Persinggungan masyarakat Jawa dengan Cina telah dimulai sejak kedatangan Laksamana Cheng Ho, seorang penjelajah dunia yang pernah singgah di Semarang sekitar tahun 1400 an. Berawal dari aktifitas perdagangan, kemudian berlanjut pada interaksi sosial dan budaya. Di kota Semarang, setiap sisi kehidupan masyarakatnya memiliki sentuhan Cina, contohnya saja ada sebuah tradisi umat Muslim di bulan Ramadhan yang masih bernafaskan budaya Cina. Tradisi yang dikenal masyarakat Semarang sebagai Dugderan dan warak endok ini biasanya diramaikan dengan pemukulan bedug dan petasan, meriah sekali, ada pawai juga, mirip seperti yang  ada di Bali, bedanya, disini karakter yang diarak merupakan simbolisasi dari gabungan etnis mayoritas di Semarang. Kepalanya yang berbentuk kepala naga tentu saja melambangkan etnis Cina, lehernya yang seperti leher unta merupakan simbolisasi masyarakat keturunan Arab, sementara badannya sendiri yang menyerupai kambing merupakan simbol masyarakat Jawa jelas pak Hassan kepada saya layaknya seorang ahli budaya. Ya, pak Hassan memang mampu menjelaskan dengan begitu gamblang, ia tahu banyak tentang akulturasi di Semarang sebab ia sendiri datang dari keluarga yang sudah mengalami pembauran.

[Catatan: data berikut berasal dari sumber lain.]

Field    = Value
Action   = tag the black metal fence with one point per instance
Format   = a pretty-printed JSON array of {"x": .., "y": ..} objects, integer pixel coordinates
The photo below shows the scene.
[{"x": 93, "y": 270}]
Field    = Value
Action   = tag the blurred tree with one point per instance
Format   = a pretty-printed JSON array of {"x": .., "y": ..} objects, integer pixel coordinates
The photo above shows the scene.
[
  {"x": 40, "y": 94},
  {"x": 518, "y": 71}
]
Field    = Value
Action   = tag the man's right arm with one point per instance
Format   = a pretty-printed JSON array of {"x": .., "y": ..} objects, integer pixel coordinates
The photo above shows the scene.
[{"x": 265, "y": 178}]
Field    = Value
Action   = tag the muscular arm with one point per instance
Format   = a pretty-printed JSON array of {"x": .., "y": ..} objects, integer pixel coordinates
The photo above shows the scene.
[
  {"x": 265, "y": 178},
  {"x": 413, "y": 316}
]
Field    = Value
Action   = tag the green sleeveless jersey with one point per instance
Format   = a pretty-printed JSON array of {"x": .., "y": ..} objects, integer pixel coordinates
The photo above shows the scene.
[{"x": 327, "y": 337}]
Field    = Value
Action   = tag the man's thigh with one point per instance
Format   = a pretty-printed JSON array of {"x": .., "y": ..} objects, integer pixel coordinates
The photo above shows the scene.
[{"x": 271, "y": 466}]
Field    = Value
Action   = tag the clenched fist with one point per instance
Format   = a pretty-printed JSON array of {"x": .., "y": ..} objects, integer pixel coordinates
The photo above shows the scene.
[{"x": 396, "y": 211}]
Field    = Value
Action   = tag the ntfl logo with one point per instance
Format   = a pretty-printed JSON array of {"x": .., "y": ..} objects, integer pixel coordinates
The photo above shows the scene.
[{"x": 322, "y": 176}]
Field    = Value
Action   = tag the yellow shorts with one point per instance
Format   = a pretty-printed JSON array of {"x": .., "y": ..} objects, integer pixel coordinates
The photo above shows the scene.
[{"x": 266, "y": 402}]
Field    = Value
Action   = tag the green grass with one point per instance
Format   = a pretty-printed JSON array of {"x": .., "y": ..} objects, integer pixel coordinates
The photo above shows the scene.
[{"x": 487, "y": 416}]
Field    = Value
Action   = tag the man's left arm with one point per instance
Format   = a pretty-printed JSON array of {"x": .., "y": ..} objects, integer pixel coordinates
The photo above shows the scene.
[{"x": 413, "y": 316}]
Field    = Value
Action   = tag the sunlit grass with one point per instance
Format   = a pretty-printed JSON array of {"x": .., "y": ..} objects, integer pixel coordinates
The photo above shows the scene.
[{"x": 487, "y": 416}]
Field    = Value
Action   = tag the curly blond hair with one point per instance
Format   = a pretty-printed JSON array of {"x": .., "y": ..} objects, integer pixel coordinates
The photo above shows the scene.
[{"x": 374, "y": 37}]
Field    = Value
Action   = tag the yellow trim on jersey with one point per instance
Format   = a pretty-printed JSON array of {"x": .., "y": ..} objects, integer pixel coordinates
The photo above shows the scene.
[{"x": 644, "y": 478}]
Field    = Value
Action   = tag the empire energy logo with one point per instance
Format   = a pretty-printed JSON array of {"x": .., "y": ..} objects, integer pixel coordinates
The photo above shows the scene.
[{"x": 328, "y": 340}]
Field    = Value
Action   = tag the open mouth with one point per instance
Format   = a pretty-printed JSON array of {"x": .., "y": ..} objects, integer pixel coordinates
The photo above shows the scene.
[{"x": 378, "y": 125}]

Perjalanan di Vihara Buddhagaya Watugong ini benar benar memperkaya perspektif saya tentang banyak hal, terutama mengenai akulturasi, adaptasi dan amalgamasi yang membentuk keindahan tersendiri. Mendengar cerita pak Hassan, juga mengingatkan saya pada satu babak di sebuah pertunjukan seni drama dan tari yang sempat saya saksikan beberapa waktu yang lalu di negeri tetangga, hanya saja saat ini saya melihatnya sebagai sebuah realitas yang membanggakan, kebanggaan akan kerukunan antar etnis  yang telah lama terjalin di bumi Indonesia.